Bile acid transporter remodeling in liver diseases provides an adaptive response to several different pathologies. Coordinated changes in uptake and efflux pathways limit bile acid accumulation in hepatocytes, primarily through suppression of bile acid uptake and enhancement of alternate efflux mechanisms. Restoring BA transporter function represents a tractable therapeutic strategy. For instance, given that the expression profiles of bile acid transporters are largely enriched in the liver, drugs targeting them are likely to have minimal off-target effects in extrahepatic tissues, especially those mediated by perturbed and/or extrahepatic disposition of bile acids. Transporter modulators also overcome therapeutic challenges of targeting bile acid synthesis enzymes, which have indispensable roles in the catabolism of plasma cholesterol [226], and FXR agonists, which have been associated in humans with development of pro-atherogenic lipid profiles [227].
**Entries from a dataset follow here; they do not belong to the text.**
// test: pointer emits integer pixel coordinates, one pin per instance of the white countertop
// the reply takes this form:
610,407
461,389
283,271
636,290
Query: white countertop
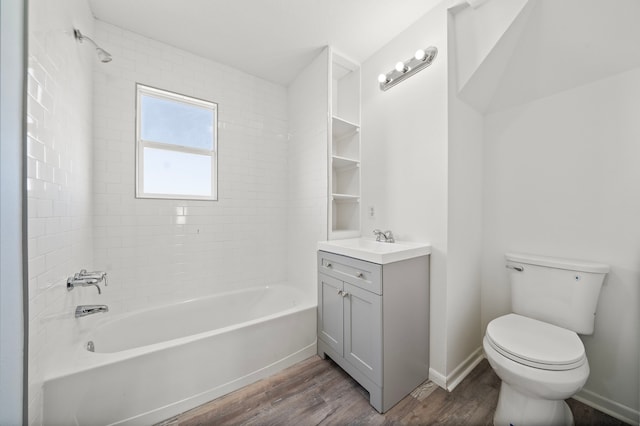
375,251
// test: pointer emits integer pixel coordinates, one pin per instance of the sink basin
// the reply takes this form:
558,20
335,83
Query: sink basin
375,251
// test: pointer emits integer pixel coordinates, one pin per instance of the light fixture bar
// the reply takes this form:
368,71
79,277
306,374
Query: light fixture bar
403,70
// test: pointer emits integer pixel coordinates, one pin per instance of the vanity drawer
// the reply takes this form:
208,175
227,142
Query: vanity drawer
365,275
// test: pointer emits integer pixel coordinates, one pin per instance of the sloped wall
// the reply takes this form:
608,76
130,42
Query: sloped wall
561,179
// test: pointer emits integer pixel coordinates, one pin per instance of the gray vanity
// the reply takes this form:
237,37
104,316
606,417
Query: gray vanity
373,314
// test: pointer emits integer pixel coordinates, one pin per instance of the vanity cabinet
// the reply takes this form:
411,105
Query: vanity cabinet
373,322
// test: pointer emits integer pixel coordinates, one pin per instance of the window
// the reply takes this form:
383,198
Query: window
176,146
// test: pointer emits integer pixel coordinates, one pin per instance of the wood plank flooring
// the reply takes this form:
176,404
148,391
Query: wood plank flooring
318,392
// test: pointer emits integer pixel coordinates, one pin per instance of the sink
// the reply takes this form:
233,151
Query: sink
375,251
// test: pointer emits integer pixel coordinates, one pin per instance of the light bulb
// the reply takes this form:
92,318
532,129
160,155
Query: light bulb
401,67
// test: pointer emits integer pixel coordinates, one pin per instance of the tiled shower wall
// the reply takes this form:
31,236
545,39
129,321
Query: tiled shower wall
165,250
59,157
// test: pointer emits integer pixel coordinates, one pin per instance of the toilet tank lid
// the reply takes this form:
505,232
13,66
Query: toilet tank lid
554,262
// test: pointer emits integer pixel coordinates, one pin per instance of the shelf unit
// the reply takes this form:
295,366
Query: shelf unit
344,147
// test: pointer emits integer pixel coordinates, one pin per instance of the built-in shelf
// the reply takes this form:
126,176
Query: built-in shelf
345,197
343,128
344,144
344,162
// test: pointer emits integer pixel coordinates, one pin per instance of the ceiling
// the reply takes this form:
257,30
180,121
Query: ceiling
271,39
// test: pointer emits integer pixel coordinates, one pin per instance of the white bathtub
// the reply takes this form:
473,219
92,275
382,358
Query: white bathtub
153,364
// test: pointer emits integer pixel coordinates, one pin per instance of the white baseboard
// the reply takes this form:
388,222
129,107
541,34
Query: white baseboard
461,371
437,378
607,406
458,374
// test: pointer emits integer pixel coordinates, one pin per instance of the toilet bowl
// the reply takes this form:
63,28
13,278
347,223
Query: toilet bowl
540,366
536,350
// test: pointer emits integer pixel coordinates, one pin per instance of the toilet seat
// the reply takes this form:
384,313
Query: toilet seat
535,343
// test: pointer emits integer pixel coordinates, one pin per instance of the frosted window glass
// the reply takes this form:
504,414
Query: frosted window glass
176,123
176,173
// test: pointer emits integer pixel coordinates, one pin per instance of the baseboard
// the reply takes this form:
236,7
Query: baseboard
437,378
458,374
607,406
461,371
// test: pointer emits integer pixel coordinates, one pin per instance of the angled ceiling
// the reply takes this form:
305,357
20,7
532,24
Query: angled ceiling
551,46
271,39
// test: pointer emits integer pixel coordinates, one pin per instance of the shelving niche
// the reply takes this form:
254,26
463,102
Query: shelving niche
344,143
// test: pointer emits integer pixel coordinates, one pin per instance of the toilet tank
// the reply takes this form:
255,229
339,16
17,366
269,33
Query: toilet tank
563,292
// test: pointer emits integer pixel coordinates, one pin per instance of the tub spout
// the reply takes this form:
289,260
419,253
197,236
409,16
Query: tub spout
84,310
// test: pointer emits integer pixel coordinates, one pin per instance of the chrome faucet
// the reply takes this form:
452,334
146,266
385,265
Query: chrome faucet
84,279
386,236
84,310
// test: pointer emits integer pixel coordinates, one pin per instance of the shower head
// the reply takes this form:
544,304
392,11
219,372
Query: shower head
103,55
By understanding how bile acid transporters within the enterohepatic circulation are regulated, critical insight into disease pathogenesis can be gained. Although significant progress has been made in understanding bile acid regulation at the transcriptional to post-translational levels, much work remains to be done. Critical gaps explaining how phosphorylation, glycosylation, ubiquitination, and protein–protein interactions regulate transporter stability, trafficking, and function remain. How these post-translational modifications specifically impact liver disease progression also remains to be elucidated. Similarly, while it is well established that the gut microbiome is altered in all of the liver diseases described, their direct and indirect effects on bile acid transporter activity and expression are underappreciated. More mechanistic work is needed to directly link specific microbial species or secondary metabolites to the transcriptional and post-translational mechanisms described herein.
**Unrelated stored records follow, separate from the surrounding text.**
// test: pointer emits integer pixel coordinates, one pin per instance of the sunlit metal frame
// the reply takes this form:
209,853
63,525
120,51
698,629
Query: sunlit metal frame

This review has left out commentary on changes to the liver architecture [228,229], zonal expression patterns of bile acid transporters [47,230,231] and their regulating proteins [230,232] in normal physiology and in liver diseases. These changes likely contribute significantly to both hepatic extraction, metabolism, signaling potential, and biliary clearance of bile acids from the liver. For instance, recent three-dimensional human liver reconstructions and volumetric determinations have shown how liver cirrhosis altered bile duct organization and branching [229]. In addition, ischemia–reperfusion injuries also have multifaceted effects on liver architecture and signaling pathways (e.g., cytokines) and thus bile acid signaling and transporter expression. Further work characterizing the structural dynamics and remodeling of the liver may elucidate additional mechanisms driving changes to bile acid transporters in liver diseases of a range of etiologies.

Although bile acids have long been proposed as targets for acute and chronic liver disease, clinical translation has been difficult for several reasons. A better understanding of the changes in bile acid pool composition is needed, as well as an understanding of the impact specific disease states have on this pool composition. Therefore, it is essential to further define the relationship and co-regulation of bile acid transporters and corresponding regulatory proteins.